Triclosan (TCS) is an antimicrobial agent widely used in many personal care products. This study investigated the occurrence of TCS in effluents, biosolids and surface waters, and its fate in wastewater treatment plants (WWTPs). The aqueous concentrations of TCS in nineteen effluents from Australian WWTPs ranged from 23 ng/L to 434 ng/L with a median concentration of 108 ng/L, while its concentrations in nineteen biosolids ranged from 0.09 mg/kg to 16.79 mg/kg on dry weight basis with a median concentration of 2.32 mg/kg. The removal rates for TCS in five selected WWTPs were found to range between 72% and 93%. Biological degradation was believed to be the predominant removal mechanism for TCS in the WWTPs. However, adsorption onto sludge also played a significant role in the removal of TCS in the WWTPs.

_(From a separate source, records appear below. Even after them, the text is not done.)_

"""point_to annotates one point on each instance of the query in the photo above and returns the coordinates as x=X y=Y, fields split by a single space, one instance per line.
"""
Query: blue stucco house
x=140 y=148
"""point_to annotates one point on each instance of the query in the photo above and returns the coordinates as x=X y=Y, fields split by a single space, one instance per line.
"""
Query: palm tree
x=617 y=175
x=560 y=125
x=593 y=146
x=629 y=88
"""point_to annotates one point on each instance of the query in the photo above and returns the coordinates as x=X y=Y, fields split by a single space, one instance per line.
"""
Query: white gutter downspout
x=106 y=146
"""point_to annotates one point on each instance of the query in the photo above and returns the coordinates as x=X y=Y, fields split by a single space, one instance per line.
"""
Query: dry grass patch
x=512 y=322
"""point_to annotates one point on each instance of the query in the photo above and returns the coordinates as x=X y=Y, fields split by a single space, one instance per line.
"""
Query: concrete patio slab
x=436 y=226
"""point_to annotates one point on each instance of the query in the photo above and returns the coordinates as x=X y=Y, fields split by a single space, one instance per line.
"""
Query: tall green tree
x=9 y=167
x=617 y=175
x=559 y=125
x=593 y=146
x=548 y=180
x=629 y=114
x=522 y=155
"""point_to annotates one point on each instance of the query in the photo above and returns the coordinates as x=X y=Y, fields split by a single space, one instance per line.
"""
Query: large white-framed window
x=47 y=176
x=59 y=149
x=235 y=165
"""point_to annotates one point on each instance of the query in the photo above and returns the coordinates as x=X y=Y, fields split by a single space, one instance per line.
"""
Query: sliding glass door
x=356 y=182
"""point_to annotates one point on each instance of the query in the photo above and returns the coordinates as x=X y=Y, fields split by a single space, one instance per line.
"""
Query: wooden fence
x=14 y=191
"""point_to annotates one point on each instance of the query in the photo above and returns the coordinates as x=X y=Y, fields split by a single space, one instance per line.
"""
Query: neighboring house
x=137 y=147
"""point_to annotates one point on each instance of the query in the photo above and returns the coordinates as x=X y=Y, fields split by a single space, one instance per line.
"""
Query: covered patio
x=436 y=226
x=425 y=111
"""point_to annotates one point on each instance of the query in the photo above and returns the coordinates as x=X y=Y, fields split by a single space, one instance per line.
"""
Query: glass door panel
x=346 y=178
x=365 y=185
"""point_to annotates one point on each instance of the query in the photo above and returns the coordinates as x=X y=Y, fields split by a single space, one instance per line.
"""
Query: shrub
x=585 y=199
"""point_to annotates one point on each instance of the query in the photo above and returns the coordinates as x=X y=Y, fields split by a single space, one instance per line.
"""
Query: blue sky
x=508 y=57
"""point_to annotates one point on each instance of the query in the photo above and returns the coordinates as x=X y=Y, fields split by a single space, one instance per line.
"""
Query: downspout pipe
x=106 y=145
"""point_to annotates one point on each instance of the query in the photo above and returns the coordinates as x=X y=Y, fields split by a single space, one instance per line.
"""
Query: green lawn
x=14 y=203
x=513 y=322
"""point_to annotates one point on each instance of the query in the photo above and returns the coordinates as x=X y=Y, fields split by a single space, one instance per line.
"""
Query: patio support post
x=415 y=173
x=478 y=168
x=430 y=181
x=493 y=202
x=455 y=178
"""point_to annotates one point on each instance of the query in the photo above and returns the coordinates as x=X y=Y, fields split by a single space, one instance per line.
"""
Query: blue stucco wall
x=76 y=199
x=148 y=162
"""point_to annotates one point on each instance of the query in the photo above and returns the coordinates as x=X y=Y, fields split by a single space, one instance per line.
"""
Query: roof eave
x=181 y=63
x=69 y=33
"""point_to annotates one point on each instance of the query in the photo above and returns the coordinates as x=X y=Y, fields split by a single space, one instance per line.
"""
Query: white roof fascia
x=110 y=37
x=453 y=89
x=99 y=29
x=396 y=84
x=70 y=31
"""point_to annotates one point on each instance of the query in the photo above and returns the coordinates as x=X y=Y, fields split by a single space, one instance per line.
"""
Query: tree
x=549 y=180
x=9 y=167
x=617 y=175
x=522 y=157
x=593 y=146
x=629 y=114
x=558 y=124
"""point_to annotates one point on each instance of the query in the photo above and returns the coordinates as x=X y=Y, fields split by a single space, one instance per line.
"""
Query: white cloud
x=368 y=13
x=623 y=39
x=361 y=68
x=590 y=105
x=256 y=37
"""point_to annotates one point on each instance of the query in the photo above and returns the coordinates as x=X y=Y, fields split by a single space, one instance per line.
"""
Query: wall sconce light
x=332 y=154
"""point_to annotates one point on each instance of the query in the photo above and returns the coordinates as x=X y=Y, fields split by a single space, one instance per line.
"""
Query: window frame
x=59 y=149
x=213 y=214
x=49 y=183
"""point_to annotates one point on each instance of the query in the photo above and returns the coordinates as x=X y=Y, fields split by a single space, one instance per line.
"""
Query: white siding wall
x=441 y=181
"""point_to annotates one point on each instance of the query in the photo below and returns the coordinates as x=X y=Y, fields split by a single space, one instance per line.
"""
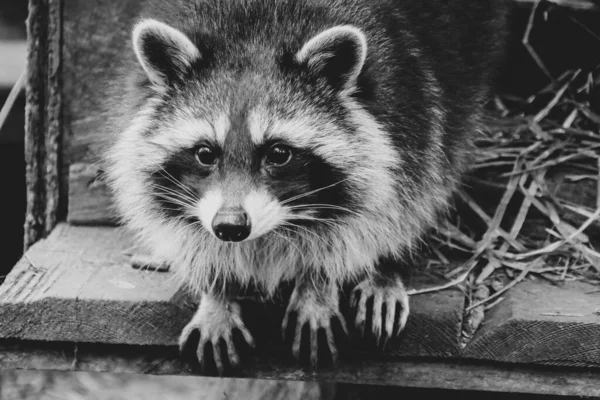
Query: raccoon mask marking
x=290 y=140
x=238 y=179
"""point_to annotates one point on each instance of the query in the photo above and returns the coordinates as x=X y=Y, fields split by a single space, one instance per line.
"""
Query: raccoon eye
x=278 y=155
x=206 y=156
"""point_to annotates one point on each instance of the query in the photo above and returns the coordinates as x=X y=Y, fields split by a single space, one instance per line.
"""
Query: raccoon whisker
x=293 y=198
x=323 y=206
x=174 y=200
x=291 y=243
x=179 y=195
x=328 y=221
x=325 y=242
x=177 y=182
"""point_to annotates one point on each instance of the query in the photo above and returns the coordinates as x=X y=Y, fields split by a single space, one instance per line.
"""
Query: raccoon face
x=242 y=154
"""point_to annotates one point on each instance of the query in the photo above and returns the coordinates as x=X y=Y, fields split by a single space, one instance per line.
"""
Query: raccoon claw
x=218 y=333
x=380 y=310
x=314 y=329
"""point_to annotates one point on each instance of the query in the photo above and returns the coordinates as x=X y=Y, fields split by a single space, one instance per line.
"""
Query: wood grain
x=43 y=122
x=108 y=386
x=78 y=286
x=541 y=323
x=89 y=197
x=405 y=373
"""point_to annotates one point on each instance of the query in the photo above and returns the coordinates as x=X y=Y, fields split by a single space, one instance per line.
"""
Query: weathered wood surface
x=23 y=385
x=77 y=285
x=89 y=197
x=406 y=373
x=43 y=120
x=541 y=323
x=12 y=62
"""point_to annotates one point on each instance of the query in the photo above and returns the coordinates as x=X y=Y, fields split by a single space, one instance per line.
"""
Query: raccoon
x=303 y=141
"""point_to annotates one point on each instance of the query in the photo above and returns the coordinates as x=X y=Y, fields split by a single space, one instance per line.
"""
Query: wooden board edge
x=448 y=374
x=560 y=329
x=43 y=118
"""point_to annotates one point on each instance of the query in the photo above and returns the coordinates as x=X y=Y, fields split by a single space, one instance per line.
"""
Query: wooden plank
x=89 y=197
x=405 y=373
x=43 y=123
x=80 y=385
x=77 y=286
x=12 y=62
x=541 y=323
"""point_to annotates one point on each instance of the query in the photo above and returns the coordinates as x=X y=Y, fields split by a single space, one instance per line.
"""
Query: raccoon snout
x=231 y=225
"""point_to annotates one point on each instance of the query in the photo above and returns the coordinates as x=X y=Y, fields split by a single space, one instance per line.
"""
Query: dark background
x=564 y=39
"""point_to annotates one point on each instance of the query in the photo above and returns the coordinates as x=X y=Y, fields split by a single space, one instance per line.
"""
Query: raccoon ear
x=164 y=52
x=338 y=54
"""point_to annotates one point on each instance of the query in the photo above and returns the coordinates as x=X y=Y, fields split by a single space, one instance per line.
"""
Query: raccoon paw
x=380 y=308
x=314 y=326
x=218 y=335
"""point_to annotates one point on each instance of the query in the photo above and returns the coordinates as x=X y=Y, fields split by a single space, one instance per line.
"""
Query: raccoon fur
x=303 y=141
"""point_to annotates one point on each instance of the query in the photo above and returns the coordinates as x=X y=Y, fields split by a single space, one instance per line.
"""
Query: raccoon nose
x=231 y=225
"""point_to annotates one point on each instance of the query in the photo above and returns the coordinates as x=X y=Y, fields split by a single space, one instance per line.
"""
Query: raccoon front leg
x=313 y=324
x=383 y=299
x=220 y=331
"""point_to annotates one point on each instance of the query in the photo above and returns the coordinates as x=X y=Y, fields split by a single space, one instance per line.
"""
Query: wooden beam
x=80 y=385
x=78 y=286
x=43 y=120
x=89 y=197
x=372 y=371
x=541 y=323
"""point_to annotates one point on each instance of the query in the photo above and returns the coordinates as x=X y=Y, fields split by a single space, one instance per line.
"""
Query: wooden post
x=43 y=118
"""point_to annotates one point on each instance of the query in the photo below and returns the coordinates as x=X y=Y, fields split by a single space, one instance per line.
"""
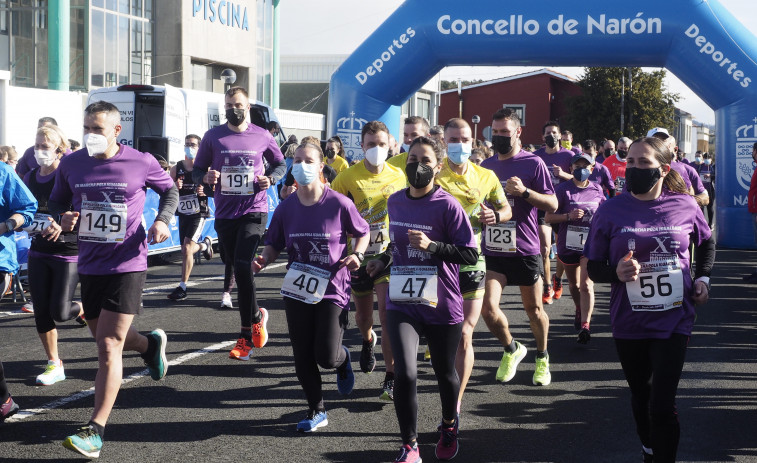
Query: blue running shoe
x=86 y=441
x=158 y=364
x=345 y=378
x=313 y=421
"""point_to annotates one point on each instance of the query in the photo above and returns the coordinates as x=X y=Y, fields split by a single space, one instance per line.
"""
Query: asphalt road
x=211 y=408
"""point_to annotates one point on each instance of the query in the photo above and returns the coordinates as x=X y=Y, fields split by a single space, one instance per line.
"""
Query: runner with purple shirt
x=577 y=201
x=106 y=184
x=312 y=225
x=511 y=249
x=231 y=157
x=431 y=237
x=52 y=264
x=639 y=242
x=557 y=160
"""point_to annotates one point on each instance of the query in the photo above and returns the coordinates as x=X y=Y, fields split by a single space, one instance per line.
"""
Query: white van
x=156 y=118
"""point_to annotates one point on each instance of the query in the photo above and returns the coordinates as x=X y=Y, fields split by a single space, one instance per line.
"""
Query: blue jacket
x=15 y=198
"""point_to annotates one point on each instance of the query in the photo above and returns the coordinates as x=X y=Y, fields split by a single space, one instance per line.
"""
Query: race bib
x=379 y=239
x=414 y=285
x=39 y=224
x=189 y=204
x=659 y=287
x=576 y=237
x=305 y=283
x=501 y=237
x=237 y=180
x=102 y=222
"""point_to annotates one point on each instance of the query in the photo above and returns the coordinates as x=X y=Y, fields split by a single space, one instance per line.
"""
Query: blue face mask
x=581 y=174
x=459 y=152
x=304 y=173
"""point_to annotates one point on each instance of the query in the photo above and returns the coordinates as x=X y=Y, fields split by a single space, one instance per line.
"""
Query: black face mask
x=419 y=175
x=502 y=144
x=551 y=141
x=640 y=181
x=235 y=116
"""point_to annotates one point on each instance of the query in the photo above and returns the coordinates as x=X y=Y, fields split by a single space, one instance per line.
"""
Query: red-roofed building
x=538 y=96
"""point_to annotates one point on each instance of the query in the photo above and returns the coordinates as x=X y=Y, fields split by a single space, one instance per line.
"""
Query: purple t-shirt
x=317 y=236
x=560 y=158
x=533 y=173
x=602 y=176
x=441 y=217
x=239 y=158
x=573 y=233
x=110 y=196
x=659 y=233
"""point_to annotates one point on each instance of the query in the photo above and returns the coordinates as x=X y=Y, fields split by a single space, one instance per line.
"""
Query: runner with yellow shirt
x=472 y=186
x=369 y=183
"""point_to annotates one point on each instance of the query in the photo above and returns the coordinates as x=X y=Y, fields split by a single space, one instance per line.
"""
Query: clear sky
x=340 y=26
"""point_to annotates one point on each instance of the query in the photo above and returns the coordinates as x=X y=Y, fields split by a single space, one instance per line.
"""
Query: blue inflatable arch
x=697 y=40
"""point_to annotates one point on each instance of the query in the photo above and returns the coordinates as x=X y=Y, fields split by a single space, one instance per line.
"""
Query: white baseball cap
x=659 y=132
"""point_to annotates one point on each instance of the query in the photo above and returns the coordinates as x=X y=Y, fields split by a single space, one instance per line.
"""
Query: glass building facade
x=112 y=43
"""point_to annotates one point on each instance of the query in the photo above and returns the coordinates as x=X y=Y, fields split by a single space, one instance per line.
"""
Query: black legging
x=316 y=332
x=4 y=394
x=404 y=333
x=228 y=270
x=653 y=368
x=241 y=237
x=52 y=284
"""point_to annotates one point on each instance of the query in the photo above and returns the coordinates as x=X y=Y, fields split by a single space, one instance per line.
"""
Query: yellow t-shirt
x=472 y=188
x=369 y=192
x=398 y=161
x=338 y=165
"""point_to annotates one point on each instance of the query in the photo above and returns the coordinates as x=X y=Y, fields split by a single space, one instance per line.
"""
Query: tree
x=596 y=113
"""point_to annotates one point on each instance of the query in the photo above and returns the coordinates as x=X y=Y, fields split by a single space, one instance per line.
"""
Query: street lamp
x=228 y=76
x=476 y=119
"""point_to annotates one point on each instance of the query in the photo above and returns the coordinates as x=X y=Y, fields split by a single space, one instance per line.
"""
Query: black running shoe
x=178 y=294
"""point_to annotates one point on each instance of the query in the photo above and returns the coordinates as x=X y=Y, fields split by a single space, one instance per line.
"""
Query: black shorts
x=472 y=284
x=120 y=293
x=519 y=271
x=569 y=259
x=190 y=226
x=362 y=284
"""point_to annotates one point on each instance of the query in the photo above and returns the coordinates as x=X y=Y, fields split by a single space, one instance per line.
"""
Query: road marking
x=23 y=414
x=154 y=289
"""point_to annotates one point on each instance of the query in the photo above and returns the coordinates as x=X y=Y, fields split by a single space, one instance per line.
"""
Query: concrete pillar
x=58 y=43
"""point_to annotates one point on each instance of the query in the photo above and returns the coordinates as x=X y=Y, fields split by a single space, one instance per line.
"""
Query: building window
x=519 y=109
x=120 y=42
x=264 y=51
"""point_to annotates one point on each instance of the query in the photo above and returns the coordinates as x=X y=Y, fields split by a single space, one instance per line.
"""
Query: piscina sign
x=698 y=41
x=226 y=13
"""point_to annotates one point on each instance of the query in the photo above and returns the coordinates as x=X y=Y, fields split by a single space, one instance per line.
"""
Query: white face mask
x=45 y=158
x=376 y=156
x=95 y=143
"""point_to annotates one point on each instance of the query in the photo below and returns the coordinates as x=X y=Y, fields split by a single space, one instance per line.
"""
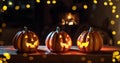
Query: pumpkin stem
x=57 y=28
x=25 y=28
x=90 y=29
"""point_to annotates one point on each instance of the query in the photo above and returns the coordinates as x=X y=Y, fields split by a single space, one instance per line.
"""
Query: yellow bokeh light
x=114 y=32
x=7 y=55
x=74 y=7
x=10 y=3
x=89 y=61
x=48 y=2
x=54 y=1
x=114 y=7
x=25 y=55
x=83 y=58
x=118 y=42
x=27 y=5
x=117 y=16
x=38 y=1
x=17 y=7
x=105 y=3
x=113 y=60
x=110 y=3
x=1 y=61
x=4 y=8
x=3 y=0
x=95 y=1
x=3 y=25
x=112 y=22
x=0 y=30
x=85 y=6
x=31 y=58
x=113 y=11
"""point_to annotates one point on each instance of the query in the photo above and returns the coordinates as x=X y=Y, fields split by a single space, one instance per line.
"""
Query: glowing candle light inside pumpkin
x=84 y=44
x=69 y=16
x=32 y=45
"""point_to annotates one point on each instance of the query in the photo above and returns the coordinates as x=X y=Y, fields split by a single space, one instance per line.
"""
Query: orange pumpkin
x=90 y=41
x=26 y=41
x=58 y=41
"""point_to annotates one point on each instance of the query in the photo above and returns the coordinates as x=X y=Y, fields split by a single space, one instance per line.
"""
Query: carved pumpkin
x=26 y=41
x=58 y=41
x=90 y=41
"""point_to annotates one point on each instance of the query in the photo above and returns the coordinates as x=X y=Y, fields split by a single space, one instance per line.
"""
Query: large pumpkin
x=90 y=41
x=26 y=41
x=58 y=41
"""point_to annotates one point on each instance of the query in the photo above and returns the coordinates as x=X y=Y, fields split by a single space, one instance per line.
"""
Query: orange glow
x=32 y=45
x=66 y=45
x=69 y=16
x=81 y=45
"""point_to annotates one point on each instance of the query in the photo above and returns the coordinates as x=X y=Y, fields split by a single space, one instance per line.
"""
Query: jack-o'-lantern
x=26 y=41
x=58 y=41
x=90 y=41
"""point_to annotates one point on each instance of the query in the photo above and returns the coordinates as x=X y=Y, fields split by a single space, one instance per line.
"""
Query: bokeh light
x=17 y=7
x=48 y=2
x=38 y=1
x=74 y=7
x=85 y=6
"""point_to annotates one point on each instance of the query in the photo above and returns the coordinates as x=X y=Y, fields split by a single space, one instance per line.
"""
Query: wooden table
x=44 y=56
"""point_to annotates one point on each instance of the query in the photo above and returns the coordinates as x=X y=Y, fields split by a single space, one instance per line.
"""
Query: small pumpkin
x=26 y=41
x=58 y=41
x=90 y=41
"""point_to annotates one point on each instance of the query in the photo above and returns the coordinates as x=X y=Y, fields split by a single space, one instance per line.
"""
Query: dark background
x=43 y=18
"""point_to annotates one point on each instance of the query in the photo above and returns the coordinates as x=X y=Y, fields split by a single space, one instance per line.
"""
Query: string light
x=54 y=1
x=105 y=3
x=17 y=7
x=114 y=32
x=27 y=5
x=48 y=2
x=4 y=8
x=74 y=7
x=38 y=1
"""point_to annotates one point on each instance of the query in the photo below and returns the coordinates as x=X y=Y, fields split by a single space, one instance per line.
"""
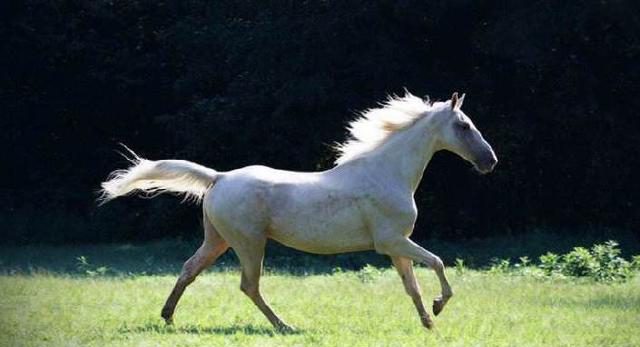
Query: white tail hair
x=156 y=177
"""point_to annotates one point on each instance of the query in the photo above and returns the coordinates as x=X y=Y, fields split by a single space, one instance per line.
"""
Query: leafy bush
x=602 y=263
x=608 y=265
x=578 y=263
x=499 y=265
x=550 y=263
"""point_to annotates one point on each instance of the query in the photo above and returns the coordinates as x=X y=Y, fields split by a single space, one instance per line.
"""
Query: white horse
x=364 y=203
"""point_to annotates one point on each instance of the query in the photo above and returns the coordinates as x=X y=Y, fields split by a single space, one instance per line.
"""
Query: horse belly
x=321 y=228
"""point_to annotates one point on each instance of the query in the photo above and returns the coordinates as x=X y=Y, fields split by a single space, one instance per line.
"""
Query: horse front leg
x=399 y=246
x=405 y=270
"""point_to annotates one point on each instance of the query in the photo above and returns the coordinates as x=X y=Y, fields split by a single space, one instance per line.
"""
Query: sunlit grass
x=340 y=309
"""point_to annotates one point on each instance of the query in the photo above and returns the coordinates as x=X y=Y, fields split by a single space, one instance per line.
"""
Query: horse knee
x=249 y=289
x=436 y=263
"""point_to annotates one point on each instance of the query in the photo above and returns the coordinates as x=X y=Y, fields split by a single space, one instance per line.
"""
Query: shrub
x=500 y=265
x=578 y=263
x=550 y=263
x=608 y=265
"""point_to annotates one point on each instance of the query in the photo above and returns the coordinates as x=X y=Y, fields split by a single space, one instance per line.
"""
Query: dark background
x=553 y=85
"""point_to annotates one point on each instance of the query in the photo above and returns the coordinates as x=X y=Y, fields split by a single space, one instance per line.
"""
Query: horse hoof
x=438 y=305
x=427 y=322
x=284 y=328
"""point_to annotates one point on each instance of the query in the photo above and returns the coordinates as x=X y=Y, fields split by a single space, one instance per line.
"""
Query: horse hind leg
x=212 y=247
x=251 y=253
x=404 y=247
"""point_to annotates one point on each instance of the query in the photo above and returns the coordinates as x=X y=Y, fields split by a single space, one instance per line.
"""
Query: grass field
x=112 y=307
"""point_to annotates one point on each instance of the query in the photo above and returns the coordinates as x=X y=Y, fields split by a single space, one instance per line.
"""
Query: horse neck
x=404 y=157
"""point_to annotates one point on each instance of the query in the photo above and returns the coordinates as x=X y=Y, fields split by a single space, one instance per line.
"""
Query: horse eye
x=464 y=125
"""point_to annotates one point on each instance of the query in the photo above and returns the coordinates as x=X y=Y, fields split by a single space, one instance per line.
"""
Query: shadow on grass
x=165 y=257
x=618 y=303
x=200 y=330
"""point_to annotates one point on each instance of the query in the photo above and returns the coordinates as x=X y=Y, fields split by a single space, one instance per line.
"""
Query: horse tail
x=152 y=178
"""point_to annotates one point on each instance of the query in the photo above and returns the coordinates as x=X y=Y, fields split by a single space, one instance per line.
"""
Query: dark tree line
x=553 y=85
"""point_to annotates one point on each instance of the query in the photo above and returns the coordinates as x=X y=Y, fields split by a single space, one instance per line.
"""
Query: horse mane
x=374 y=126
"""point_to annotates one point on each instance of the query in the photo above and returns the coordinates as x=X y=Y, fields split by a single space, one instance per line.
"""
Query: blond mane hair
x=374 y=126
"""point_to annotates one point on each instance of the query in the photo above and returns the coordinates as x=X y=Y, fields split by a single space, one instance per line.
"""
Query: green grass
x=54 y=307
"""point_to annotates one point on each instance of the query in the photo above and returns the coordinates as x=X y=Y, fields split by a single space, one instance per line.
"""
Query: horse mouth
x=484 y=167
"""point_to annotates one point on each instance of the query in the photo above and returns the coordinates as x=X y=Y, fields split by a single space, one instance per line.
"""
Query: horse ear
x=461 y=100
x=454 y=101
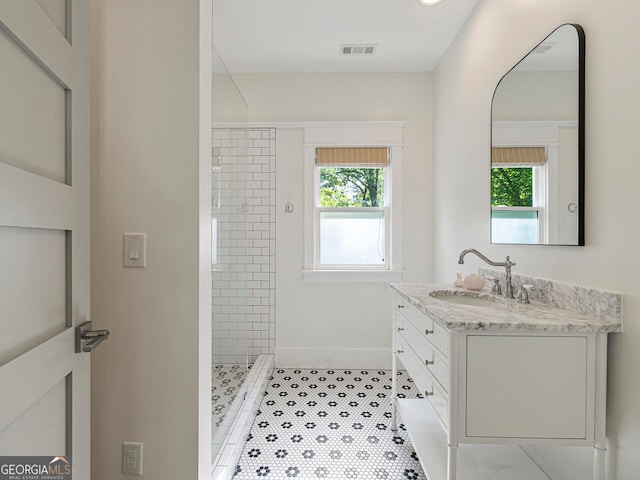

TCS at concentrations up to 75 ng/L was detected in surface waters (outfall, upstream, and downstream) from five rivers receiving effluent discharge from WWTPs. Preliminary risk assessment based on the worst-case scenario showed that the TCS concentrations in surface waters might lead to risks to aquatic organisms such as algae. Based on the TCS levels in the biosolids, application of biosolids on agricultural land may also cause adverse effects in the soil environment.

PMID:
17055058
DOI:
10.1016/j.envint.2006.09.008
[Indexed for MEDLINE]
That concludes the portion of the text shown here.